As part of the investigation, Adams gathered facts, conducted interviews with individuals that had been involved, and submitted recommendations to the vice presidents of HR and operations to make the final decision. Tr. 69. In an environment where crop dusting was ongoing, Adams would expect the readings to be very high, which was not reflected in the report from Chapman’s monitor. Tr. 61. He did not personally examine the dust monitor and did not know who in the three-person department examined it. Tr. 60. Adams testified he believed that because Chapman knew the rules surrounding PDM usage, he left the PDM in his bag deliberately despite orders from Dotson. Tr. 64.
Adams further testified that mine management learned about this incident from Dotson. Tr. 62. During the investigation of the incident, Dotson informed Adams that Chapman had confessed that he had put the PDM in his bag. Tr. 54. Dotson then witnessed Chapman removing the PDM from his bag. Tr. 54. This was corroborated by another miner who overheard Chapman tell Dotson the PDM was in his bag and observed Chapman remove it from the bag. Tr. 54. Adams testified that Dotson was not involved in the decision to terminate Chapman and did not offer any input, suggestions, or recommendations. Tr. 54-55. He also testified that during the investigation into Ramey, Chapman did not express any concern about Dotson and that Chapman just confirmed that Dotson asked Chapman and Ramey to switch sides and Ramey refused to do so. Tr. 55-56. In fact, Chapman had never raised any concerns about Dotson’s attitude prior to his own termination. Tr. 56.
Adams maintains that Chapman was suspended on November 26, 2024, and terminated on December 2, 2024, solely for his misuse of the dust monitor. Tr. 56-57. Adams was not aware of any alleged incidents of protected activity or any incidents between Chapman and Dotson. Tr. 57. There were no prior disciplinary actions or warnings in Chapman’s personnel file. Tr. 63. This incident is the first time Adams was aware of a miner being terminated for misusing a dust pump. Tr. 67. While unusual, a miner may be terminated without prior warning, particularly for a safety issue. Tr. 63.
IV. DISPOSITION
Section 105(c)(1) of the Mine Act provides that no person shall discharge or otherwise discriminate against a miner for exercising rights under the Act. It states, in pertinent part, “[ n]o person shall discharge or in any manner discriminate against … or otherwise interfere with the exercise of the statutory rights of any miner … because such miner … has filed or made a complaint under or related to this Act, including a complaint notifying the operator or the operator's agent … of an alleged danger or safety or health violation in a coal or other mine.” 30 U.S.C. § 815(c)(1)(Emphasis provided by the Commission in Moses v. Whitley Development Corp., 4 FMSHRC 1475, 1478 (Aug. 1982)).

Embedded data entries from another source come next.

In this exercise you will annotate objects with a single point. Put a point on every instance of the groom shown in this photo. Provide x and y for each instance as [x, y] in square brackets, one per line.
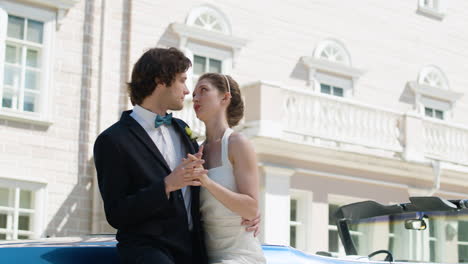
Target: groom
[149, 192]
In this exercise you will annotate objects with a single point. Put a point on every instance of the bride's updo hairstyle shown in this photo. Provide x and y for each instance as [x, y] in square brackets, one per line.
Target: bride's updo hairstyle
[235, 110]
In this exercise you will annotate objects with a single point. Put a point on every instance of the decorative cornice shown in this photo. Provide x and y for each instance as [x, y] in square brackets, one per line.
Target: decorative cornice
[437, 93]
[431, 12]
[203, 35]
[59, 4]
[332, 67]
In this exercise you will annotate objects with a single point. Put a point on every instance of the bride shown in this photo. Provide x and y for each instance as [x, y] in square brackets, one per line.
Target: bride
[230, 190]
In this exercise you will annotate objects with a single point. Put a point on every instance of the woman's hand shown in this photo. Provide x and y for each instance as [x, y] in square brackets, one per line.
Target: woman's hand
[201, 177]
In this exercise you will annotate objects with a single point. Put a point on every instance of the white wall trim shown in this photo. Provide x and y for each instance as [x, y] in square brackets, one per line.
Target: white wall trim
[332, 67]
[43, 115]
[206, 36]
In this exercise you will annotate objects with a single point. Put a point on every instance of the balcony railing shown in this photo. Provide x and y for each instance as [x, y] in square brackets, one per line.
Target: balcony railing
[445, 142]
[312, 118]
[341, 121]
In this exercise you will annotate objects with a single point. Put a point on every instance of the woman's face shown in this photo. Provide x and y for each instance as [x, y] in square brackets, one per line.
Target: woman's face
[207, 100]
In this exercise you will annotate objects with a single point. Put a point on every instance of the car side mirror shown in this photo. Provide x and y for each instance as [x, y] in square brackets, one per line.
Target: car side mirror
[415, 224]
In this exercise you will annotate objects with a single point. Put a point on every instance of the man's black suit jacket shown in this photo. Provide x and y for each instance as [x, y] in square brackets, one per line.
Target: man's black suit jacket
[131, 172]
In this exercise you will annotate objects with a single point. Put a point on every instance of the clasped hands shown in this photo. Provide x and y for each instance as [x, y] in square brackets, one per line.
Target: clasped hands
[190, 172]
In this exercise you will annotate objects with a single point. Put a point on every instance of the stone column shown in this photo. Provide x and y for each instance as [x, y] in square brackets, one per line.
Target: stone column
[275, 204]
[414, 137]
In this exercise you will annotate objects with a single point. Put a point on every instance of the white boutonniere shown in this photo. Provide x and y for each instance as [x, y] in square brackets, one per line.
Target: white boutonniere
[190, 133]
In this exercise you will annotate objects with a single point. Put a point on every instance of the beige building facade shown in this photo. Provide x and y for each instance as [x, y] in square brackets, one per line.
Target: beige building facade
[345, 101]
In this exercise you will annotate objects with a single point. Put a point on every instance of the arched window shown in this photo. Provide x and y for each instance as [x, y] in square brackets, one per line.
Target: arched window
[434, 77]
[330, 69]
[334, 51]
[209, 18]
[433, 96]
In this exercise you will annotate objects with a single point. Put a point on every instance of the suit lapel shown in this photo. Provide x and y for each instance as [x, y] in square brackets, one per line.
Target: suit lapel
[145, 139]
[179, 126]
[183, 135]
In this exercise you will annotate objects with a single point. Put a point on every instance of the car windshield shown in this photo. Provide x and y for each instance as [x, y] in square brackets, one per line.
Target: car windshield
[434, 236]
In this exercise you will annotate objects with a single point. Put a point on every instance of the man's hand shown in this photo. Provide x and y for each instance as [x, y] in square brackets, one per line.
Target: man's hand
[252, 225]
[184, 175]
[198, 174]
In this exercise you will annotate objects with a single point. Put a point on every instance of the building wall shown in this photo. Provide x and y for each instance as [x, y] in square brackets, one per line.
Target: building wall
[97, 43]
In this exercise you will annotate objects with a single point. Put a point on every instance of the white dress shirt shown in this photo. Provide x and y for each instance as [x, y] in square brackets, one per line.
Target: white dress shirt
[169, 144]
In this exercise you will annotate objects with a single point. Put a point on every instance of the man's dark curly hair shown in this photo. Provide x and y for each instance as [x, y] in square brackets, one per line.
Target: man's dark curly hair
[156, 65]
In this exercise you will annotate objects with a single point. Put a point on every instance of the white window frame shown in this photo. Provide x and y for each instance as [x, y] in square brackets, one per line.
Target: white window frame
[42, 116]
[434, 113]
[39, 209]
[214, 12]
[435, 10]
[194, 48]
[194, 40]
[459, 242]
[334, 82]
[303, 218]
[439, 98]
[334, 73]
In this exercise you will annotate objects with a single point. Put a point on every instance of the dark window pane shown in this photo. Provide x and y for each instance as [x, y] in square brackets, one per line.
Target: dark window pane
[462, 253]
[215, 66]
[3, 219]
[463, 231]
[35, 31]
[355, 239]
[325, 88]
[23, 222]
[338, 91]
[293, 210]
[15, 27]
[428, 111]
[7, 102]
[332, 208]
[333, 241]
[439, 114]
[25, 199]
[292, 236]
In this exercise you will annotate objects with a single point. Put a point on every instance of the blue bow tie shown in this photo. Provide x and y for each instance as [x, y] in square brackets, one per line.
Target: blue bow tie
[163, 120]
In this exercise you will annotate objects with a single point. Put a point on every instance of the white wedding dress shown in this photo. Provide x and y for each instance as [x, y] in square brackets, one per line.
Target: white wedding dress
[227, 242]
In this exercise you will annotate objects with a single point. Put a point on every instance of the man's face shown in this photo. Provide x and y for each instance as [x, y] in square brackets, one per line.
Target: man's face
[175, 93]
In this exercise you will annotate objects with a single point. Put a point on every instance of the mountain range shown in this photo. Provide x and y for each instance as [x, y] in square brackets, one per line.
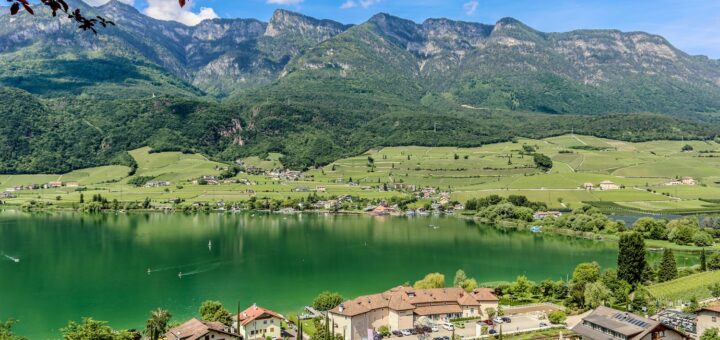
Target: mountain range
[316, 90]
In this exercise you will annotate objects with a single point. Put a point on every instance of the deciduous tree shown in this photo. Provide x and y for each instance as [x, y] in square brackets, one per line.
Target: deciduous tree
[157, 325]
[432, 280]
[631, 258]
[215, 311]
[668, 266]
[327, 301]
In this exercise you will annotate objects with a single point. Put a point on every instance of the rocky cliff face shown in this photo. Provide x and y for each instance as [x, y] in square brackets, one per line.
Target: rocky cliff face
[503, 64]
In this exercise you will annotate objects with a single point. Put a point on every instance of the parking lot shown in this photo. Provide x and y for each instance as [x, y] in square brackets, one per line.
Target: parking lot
[518, 323]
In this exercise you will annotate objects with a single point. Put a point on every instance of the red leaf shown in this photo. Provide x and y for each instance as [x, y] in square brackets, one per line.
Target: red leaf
[29, 9]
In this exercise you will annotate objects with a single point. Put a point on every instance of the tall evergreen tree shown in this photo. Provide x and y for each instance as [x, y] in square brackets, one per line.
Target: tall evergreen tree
[668, 266]
[631, 258]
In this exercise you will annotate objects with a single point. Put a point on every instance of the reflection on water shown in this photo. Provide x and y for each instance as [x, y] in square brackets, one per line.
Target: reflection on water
[118, 267]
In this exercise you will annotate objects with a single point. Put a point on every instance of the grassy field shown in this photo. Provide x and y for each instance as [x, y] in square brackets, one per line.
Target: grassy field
[684, 288]
[502, 169]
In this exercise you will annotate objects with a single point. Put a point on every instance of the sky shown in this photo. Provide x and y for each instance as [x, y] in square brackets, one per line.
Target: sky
[691, 25]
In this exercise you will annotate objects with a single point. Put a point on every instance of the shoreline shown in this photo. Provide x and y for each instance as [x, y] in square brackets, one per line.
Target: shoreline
[650, 245]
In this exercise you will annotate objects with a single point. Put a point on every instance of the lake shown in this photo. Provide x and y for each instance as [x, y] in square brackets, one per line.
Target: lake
[73, 265]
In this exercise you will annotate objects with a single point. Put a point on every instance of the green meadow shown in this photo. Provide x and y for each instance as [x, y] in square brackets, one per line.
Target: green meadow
[503, 169]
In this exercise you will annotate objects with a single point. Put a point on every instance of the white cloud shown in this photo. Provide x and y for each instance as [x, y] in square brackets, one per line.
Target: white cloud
[470, 7]
[360, 3]
[284, 2]
[102, 2]
[169, 10]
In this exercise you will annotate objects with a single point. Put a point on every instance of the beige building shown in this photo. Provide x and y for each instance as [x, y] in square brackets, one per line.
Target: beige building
[196, 329]
[608, 185]
[708, 317]
[400, 308]
[259, 323]
[606, 324]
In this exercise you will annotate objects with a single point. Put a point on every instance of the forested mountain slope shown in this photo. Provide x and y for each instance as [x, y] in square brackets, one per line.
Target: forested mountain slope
[316, 90]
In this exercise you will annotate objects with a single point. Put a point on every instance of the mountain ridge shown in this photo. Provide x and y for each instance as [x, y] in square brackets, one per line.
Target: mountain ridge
[317, 90]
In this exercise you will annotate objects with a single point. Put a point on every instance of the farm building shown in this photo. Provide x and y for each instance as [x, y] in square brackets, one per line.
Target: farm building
[609, 185]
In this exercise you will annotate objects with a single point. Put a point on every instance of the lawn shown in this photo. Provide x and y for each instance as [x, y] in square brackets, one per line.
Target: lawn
[683, 289]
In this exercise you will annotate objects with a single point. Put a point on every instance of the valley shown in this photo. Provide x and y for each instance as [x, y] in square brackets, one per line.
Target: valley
[648, 177]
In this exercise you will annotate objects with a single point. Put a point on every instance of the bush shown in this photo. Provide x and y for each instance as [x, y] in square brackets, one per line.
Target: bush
[327, 301]
[702, 239]
[557, 317]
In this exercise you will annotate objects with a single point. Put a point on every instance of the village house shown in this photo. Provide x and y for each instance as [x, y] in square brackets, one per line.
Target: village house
[708, 317]
[688, 181]
[607, 323]
[54, 184]
[209, 180]
[542, 214]
[608, 185]
[404, 187]
[157, 184]
[196, 329]
[383, 210]
[253, 170]
[673, 182]
[427, 192]
[400, 307]
[258, 323]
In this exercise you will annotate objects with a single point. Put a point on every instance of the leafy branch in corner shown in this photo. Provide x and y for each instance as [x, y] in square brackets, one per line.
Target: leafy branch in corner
[62, 6]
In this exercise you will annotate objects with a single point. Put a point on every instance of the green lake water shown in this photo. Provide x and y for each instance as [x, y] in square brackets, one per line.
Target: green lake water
[74, 265]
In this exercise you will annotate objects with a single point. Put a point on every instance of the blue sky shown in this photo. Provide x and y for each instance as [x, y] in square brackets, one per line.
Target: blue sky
[691, 25]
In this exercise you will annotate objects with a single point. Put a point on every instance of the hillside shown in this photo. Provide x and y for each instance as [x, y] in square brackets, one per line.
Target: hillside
[317, 90]
[642, 169]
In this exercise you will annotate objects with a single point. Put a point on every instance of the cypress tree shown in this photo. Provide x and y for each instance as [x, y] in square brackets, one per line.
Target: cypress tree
[668, 266]
[631, 258]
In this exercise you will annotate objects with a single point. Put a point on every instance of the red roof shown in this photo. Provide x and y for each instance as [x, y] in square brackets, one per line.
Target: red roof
[254, 312]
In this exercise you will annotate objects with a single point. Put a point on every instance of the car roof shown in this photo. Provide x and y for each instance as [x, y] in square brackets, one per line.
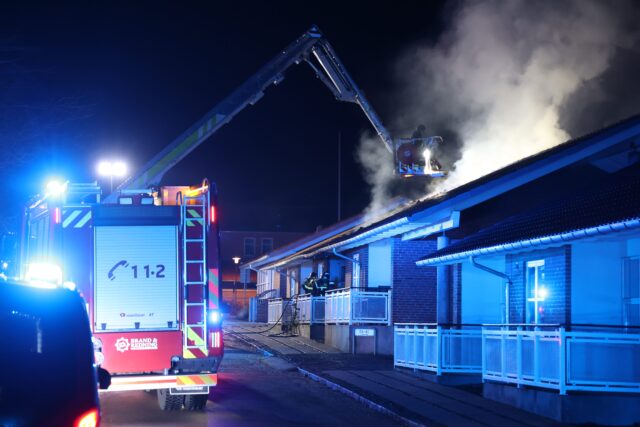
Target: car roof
[19, 295]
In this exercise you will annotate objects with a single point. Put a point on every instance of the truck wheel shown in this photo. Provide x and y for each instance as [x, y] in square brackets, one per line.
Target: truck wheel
[195, 402]
[169, 402]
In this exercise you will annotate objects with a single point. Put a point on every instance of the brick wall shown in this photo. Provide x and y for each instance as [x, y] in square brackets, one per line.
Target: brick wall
[414, 288]
[555, 276]
[364, 263]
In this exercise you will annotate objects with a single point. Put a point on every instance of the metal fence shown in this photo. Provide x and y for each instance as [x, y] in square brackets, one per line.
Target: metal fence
[349, 306]
[524, 357]
[310, 309]
[564, 361]
[438, 349]
[545, 356]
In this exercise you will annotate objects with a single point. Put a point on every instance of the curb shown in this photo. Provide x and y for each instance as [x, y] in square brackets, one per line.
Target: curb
[367, 402]
[334, 386]
[252, 344]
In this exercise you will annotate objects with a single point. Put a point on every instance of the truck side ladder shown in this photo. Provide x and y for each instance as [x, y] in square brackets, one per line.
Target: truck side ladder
[194, 210]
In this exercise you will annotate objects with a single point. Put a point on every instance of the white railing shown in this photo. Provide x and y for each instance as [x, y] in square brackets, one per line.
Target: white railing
[274, 309]
[349, 306]
[438, 349]
[560, 360]
[310, 309]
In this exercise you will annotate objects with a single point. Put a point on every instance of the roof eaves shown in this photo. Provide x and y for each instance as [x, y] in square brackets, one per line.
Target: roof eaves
[614, 227]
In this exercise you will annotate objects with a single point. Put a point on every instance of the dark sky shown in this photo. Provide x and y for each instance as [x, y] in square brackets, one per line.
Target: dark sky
[80, 82]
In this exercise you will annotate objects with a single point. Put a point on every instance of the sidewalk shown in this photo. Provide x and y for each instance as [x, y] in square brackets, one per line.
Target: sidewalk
[373, 381]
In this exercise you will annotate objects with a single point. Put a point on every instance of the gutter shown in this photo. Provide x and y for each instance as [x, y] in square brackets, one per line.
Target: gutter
[345, 257]
[559, 238]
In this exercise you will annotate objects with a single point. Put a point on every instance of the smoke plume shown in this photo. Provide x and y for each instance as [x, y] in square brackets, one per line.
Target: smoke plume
[499, 80]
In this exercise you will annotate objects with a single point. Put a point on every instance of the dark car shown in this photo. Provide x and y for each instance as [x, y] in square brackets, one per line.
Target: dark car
[47, 373]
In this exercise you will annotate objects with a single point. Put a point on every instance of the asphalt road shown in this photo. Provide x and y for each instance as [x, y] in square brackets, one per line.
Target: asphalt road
[252, 390]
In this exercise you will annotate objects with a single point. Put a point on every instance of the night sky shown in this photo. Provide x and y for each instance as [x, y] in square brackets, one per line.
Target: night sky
[85, 81]
[81, 82]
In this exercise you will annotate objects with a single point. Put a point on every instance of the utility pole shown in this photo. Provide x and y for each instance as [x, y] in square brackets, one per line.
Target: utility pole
[339, 175]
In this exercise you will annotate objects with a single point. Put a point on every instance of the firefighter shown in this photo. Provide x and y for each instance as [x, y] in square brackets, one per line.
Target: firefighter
[309, 285]
[323, 284]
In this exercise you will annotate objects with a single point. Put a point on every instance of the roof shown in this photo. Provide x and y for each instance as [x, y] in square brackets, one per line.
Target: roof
[334, 231]
[609, 204]
[425, 212]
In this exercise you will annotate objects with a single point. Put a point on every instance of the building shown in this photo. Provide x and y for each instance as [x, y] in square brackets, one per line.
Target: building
[525, 279]
[235, 248]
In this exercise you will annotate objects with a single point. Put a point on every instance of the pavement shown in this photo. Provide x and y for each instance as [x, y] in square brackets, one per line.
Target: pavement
[408, 398]
[253, 390]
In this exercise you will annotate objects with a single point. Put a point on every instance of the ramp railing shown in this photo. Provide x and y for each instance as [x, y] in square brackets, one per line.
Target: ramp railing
[438, 348]
[357, 306]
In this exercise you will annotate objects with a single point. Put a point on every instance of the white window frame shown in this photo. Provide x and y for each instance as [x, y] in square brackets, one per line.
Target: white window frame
[244, 246]
[630, 303]
[536, 298]
[355, 271]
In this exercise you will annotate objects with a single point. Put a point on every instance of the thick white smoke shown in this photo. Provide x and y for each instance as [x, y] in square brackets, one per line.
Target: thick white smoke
[499, 76]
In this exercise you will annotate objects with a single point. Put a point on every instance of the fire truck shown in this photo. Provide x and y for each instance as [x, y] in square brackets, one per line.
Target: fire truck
[147, 266]
[146, 257]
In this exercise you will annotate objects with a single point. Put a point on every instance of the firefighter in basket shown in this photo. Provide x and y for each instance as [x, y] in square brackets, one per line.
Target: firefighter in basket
[309, 285]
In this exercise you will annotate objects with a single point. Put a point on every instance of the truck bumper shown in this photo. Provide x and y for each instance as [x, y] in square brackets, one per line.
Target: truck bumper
[154, 382]
[189, 366]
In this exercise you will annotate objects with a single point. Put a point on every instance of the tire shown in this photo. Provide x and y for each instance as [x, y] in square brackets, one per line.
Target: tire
[195, 402]
[169, 402]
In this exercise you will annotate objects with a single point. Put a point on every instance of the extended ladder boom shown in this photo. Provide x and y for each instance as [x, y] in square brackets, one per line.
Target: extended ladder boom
[327, 67]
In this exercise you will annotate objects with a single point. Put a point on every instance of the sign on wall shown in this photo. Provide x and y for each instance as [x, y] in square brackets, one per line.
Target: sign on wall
[136, 278]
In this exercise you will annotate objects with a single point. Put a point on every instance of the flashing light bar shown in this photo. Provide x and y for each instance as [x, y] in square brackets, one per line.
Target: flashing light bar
[44, 275]
[215, 339]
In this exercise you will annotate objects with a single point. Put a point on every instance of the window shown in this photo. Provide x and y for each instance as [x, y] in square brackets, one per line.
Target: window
[536, 292]
[267, 245]
[379, 271]
[293, 282]
[631, 291]
[249, 246]
[355, 271]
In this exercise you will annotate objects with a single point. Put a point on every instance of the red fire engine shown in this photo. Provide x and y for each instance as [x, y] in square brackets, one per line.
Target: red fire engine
[148, 266]
[146, 257]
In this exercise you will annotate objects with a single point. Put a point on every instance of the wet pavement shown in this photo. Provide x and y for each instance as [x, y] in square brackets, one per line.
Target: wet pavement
[253, 390]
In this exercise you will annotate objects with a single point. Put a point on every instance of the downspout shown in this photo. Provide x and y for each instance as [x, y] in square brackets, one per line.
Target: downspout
[506, 289]
[345, 257]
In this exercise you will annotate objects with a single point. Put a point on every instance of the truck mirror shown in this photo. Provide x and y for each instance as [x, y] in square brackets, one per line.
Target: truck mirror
[104, 378]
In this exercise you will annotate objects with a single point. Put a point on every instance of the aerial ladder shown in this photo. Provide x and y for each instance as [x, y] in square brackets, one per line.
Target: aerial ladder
[412, 156]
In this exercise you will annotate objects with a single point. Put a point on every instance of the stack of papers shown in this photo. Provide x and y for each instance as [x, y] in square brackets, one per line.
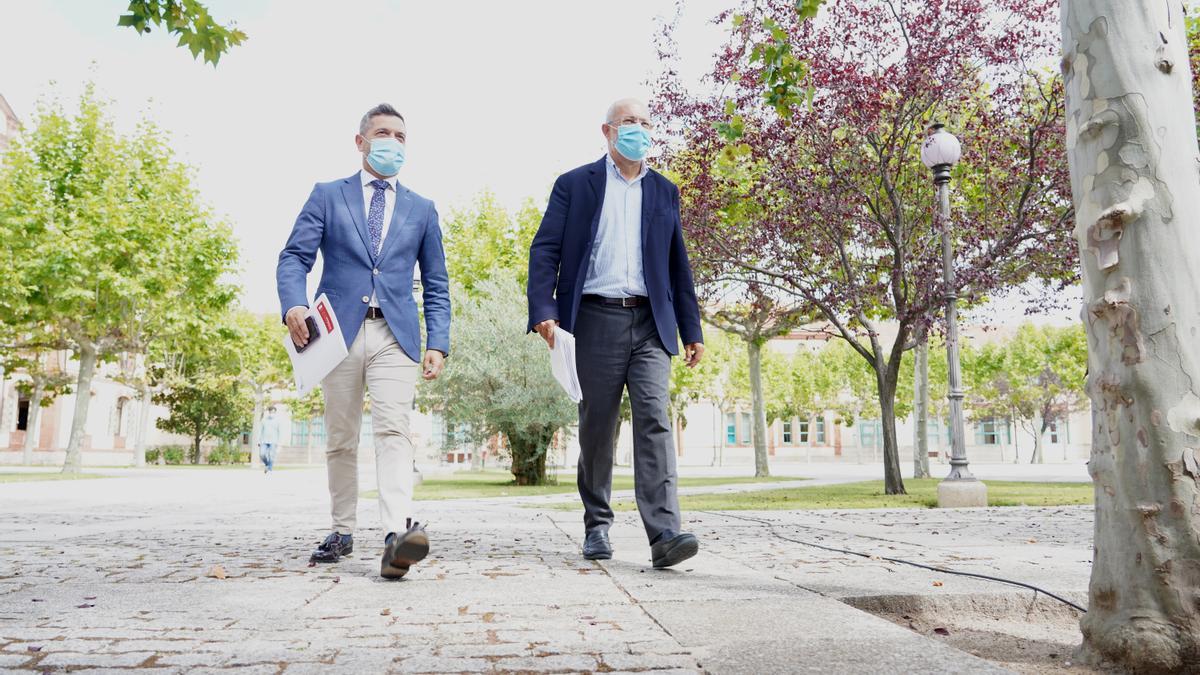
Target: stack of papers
[562, 364]
[325, 351]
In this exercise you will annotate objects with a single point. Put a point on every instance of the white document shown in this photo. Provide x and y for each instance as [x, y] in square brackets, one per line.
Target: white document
[324, 351]
[562, 364]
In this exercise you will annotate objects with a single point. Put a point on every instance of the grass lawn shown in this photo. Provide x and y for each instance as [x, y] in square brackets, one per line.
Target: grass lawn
[475, 484]
[869, 494]
[46, 476]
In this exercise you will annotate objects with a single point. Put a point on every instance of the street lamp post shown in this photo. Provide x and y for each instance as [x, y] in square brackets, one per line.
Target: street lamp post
[940, 151]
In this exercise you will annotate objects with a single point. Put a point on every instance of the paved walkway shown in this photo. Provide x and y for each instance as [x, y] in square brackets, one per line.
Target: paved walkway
[207, 572]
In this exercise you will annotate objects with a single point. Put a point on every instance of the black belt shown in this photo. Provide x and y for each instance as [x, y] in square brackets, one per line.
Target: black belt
[618, 302]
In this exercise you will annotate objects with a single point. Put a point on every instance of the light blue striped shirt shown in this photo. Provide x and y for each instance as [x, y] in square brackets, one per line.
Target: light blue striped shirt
[615, 269]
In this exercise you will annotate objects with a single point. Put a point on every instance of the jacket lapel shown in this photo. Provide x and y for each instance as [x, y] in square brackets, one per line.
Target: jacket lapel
[598, 177]
[399, 215]
[648, 196]
[352, 191]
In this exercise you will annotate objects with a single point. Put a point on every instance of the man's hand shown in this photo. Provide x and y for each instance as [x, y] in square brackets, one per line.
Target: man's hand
[546, 329]
[297, 327]
[432, 364]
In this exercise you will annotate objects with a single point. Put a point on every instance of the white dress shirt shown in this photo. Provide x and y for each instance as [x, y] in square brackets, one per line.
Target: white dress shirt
[615, 269]
[389, 207]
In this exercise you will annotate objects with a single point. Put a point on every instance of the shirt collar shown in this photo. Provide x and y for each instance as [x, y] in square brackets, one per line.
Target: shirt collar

Pursuant to 105(c)(1), if the Secretary finds that [a discrimination] complaint was not frivolously brought, the Commission, on an expedited basis upon application of the Secretary, shall order the reinstatement of the miner pending final order on the complaint. 30 U.S.C. § 815(c)(1). The Commission has noted that the parameters of a temporary reinstatement hearing are narrow, being limited to a determination with respect to whether a miner's discrimination complaint has been frivolously brought. See Sec'y of Labor o/b/o Price v. Jim Walter Res., Inc., 9 FMSHRC 1305, 1306 (Aug. 1987), aff'd., 920 F. 2d 738 (11th Cir. 1990). Accordingly, it is only necessary to determine whether the Applicants' complaints appear to have merit. (Emphasis added). See S. Rep. No. 181, at 36 (1977), reprinted in Senate Subcomm. on Labor, Comm. on Human Res., Legislative History of the Federal Mine Safety and Health Act of 1977, 94th Cong., 2d Sess., at 624 (1978). In Jim Walter Resources, Inc. v. FMSHRC, the Eleventh Circuit found the “not frivolously brought” standard comparable to a “reasonable cause to believe” standard. Jim Walter Res., Inc. v. FMSHRC, 920 F.2d 738 (11th Cir. 1990). The Eleventh Circuit concluded that the low burden imposed by the “not frivolously brought” standard reflects clear Congressional intent to make temporary reinstatement relatively easy to obtain. Id. at 748.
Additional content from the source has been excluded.